GDPR is the General Data Protection Regulation approved and adopted by the EU Parliament on 27 April 2016, which is due to come into force on 25 May 2018. After this date, the current data protection legislation in the EU will be replaced by the GDPR, which will give the individual choice and control over how her/his data is used. The GDPR will also affect the export of personal data outside of the EU.
The European Union is the name used to identify the political and economic union of 28 states mainly located in Europe. To date, the member states of the EU are: Austria, Belgium, Bulgaria, Croatia, Cyprus, the Czech Republic, Denmark, Estonia, Finland, France, Germany, Greece, Hungary, Ireland, Italy, Latvia, Lithuania, Luxemburg, Malta, the Netherlands, Poland, Portugal, Romania, Slovakia, Slovenia, Spain, Sweden, and the United Kingdom.
The main aim of the GDPR is to enable EU citizens to better control their personal data with an emphasis on transparency and accountability. With so many businesses and services operating across borders, international consistency around data protection laws and rights is crucial both to businesses and organisations, and to individuals.
As far as the UK is concerned, leaving the EU won’t stop compliance requirements. Businesses outside the EU will still have to comply with EU regulations to manage EU citizens’ data, and this includes US companies.
Overseas transfers of EU data
Data transfer within the EU is allowed, and Personal Data transfers can be made to the US from the EU under the Privacy Shield. Canada is one of the countries granted adequacy status as long as a data security is in place.
The current Model Contract Clauses is the best solution if receiving data from several EU-based organisations.
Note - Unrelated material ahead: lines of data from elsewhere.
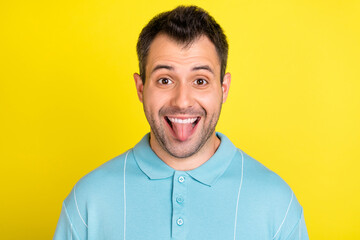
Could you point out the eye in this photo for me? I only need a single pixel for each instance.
(164, 81)
(200, 82)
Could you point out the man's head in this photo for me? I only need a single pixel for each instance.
(183, 94)
(184, 25)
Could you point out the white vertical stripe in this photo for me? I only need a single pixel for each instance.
(125, 195)
(237, 201)
(292, 196)
(70, 231)
(77, 207)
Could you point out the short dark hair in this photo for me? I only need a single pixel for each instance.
(184, 24)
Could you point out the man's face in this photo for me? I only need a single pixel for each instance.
(182, 95)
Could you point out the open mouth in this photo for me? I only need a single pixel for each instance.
(182, 127)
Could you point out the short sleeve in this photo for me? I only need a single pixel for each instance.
(299, 232)
(64, 228)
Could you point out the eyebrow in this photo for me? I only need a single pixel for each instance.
(157, 67)
(203, 67)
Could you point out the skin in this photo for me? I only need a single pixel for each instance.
(183, 82)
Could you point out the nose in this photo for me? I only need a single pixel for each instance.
(182, 96)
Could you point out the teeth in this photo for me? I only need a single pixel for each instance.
(178, 120)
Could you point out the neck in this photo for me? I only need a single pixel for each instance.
(188, 163)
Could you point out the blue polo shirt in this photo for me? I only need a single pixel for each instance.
(137, 196)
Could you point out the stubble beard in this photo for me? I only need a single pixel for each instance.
(179, 149)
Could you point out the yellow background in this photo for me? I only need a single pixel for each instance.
(68, 101)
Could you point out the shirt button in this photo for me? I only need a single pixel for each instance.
(180, 222)
(180, 199)
(181, 179)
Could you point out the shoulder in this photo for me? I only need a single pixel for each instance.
(269, 195)
(264, 180)
(98, 185)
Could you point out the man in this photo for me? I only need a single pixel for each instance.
(182, 180)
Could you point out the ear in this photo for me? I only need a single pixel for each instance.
(225, 86)
(139, 86)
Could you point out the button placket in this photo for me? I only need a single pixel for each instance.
(179, 225)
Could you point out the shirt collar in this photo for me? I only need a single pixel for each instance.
(207, 173)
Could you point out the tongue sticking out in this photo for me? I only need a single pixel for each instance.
(182, 130)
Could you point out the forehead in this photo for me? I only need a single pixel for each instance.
(165, 50)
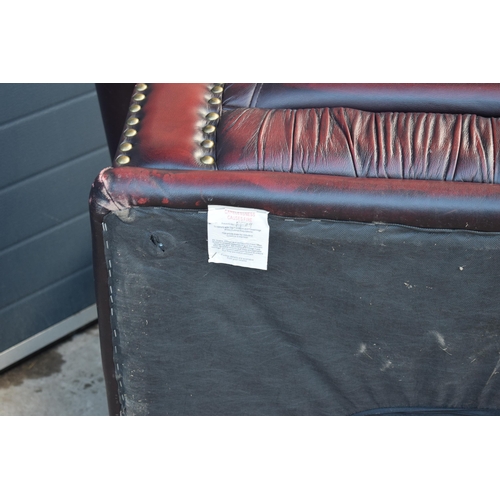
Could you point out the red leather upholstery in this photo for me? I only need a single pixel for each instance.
(353, 143)
(424, 156)
(443, 205)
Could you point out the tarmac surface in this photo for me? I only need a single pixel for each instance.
(64, 379)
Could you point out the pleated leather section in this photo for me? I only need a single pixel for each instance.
(353, 143)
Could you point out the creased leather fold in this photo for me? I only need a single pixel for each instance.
(354, 143)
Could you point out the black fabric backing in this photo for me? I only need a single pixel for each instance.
(348, 318)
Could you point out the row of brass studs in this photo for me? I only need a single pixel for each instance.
(132, 120)
(209, 128)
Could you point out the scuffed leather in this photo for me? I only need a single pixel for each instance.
(460, 98)
(353, 143)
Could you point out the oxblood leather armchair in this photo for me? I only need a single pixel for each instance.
(381, 289)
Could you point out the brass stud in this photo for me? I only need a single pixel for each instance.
(207, 144)
(209, 129)
(207, 160)
(122, 160)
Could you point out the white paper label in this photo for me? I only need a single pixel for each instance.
(238, 236)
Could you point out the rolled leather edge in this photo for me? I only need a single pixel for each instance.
(424, 204)
(418, 203)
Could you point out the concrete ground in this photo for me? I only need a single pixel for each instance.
(63, 379)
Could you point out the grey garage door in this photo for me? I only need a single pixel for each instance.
(52, 147)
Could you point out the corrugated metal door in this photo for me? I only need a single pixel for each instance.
(52, 147)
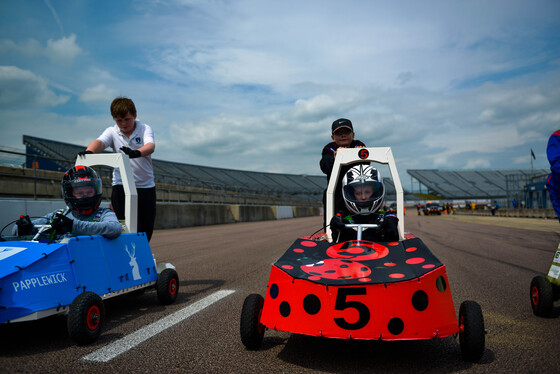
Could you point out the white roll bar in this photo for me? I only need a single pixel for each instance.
(381, 155)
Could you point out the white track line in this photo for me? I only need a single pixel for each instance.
(122, 345)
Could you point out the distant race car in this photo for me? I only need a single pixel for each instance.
(40, 278)
(433, 209)
(362, 290)
(545, 290)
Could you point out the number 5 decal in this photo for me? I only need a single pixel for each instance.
(342, 303)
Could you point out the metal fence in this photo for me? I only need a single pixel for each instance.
(169, 188)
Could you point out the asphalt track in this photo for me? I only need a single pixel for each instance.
(489, 259)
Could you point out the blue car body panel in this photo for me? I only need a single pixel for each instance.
(39, 276)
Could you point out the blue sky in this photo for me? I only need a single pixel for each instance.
(255, 85)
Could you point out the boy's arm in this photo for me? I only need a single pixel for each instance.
(147, 149)
(96, 146)
(327, 161)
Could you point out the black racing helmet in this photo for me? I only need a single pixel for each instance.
(363, 190)
(82, 190)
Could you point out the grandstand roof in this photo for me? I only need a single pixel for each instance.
(472, 184)
(302, 186)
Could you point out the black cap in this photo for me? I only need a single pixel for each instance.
(341, 123)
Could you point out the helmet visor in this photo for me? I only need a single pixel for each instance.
(363, 192)
(82, 188)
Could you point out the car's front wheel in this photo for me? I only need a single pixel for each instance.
(251, 328)
(167, 286)
(471, 331)
(86, 318)
(542, 296)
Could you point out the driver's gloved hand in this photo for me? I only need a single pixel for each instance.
(85, 152)
(62, 224)
(132, 153)
(336, 223)
(25, 227)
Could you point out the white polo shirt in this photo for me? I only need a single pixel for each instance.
(142, 168)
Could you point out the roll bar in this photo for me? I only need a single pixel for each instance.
(120, 161)
(380, 155)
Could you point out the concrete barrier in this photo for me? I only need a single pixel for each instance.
(524, 213)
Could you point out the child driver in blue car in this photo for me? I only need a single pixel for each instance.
(82, 190)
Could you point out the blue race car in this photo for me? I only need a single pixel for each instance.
(40, 277)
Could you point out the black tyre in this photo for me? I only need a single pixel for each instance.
(167, 286)
(542, 296)
(86, 318)
(471, 331)
(251, 329)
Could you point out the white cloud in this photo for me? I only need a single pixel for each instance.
(99, 93)
(477, 163)
(22, 88)
(63, 50)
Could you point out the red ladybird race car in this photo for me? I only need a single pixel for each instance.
(359, 289)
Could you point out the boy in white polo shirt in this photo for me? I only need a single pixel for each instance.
(135, 139)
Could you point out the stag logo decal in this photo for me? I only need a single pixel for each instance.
(133, 263)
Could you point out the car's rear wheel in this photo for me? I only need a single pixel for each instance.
(542, 296)
(167, 286)
(471, 331)
(86, 318)
(251, 328)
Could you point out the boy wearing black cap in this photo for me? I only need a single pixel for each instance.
(343, 137)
A global group with operations in the EU can have its own in-house data protection policies, but it needs to be approved by the European Supervisory Authorities which can take up to 2 years.
Handling cross-border campaigns
Organisations operating in more than two EU countries can appoint a Supervisory Authority as their lead authority which would have to be in the country where marketing activities are headquartered.
Under the one-stop shop agreement, an organisation with offices in two or more European countries can appoint a Supervisory Authority as its lead authority.
For example, the Information Commissioner’s Office (ICO) will be the regulatory office for businesses headquartered in the UK, and that is where its main marketing activities take place.
The GDPR will also apply to businesses which are not based in Europe. As the regulation has not come into force yet, it is hard to predict the extent to which it will affect businesses outside of the EU, and how the legislation is going to be enforced on them.
As Phil Gorski from Black Solicitors points out, companies will be taking commercial decisions based on whether their business is based upon them meeting the GDPR standards; if it is, the same businesses will have to make sure that they fully comply. If you are doing a lot of business with Europe, then you will not be exempt from the GDPR, and this is part of the reason why the UK will still be subject to it after Brexit. You can watch the full interview with Phil Gorski here.
Once the GDPR comes into force, the potential maximum penalty will be considerably higher, and checks will be carried out to make sure that businesses comply with the new legislation in full. People are likely to become more and more aware about their data, and businesses should be ready for when that time comes. After all, GDPR enforcement is just a few months away!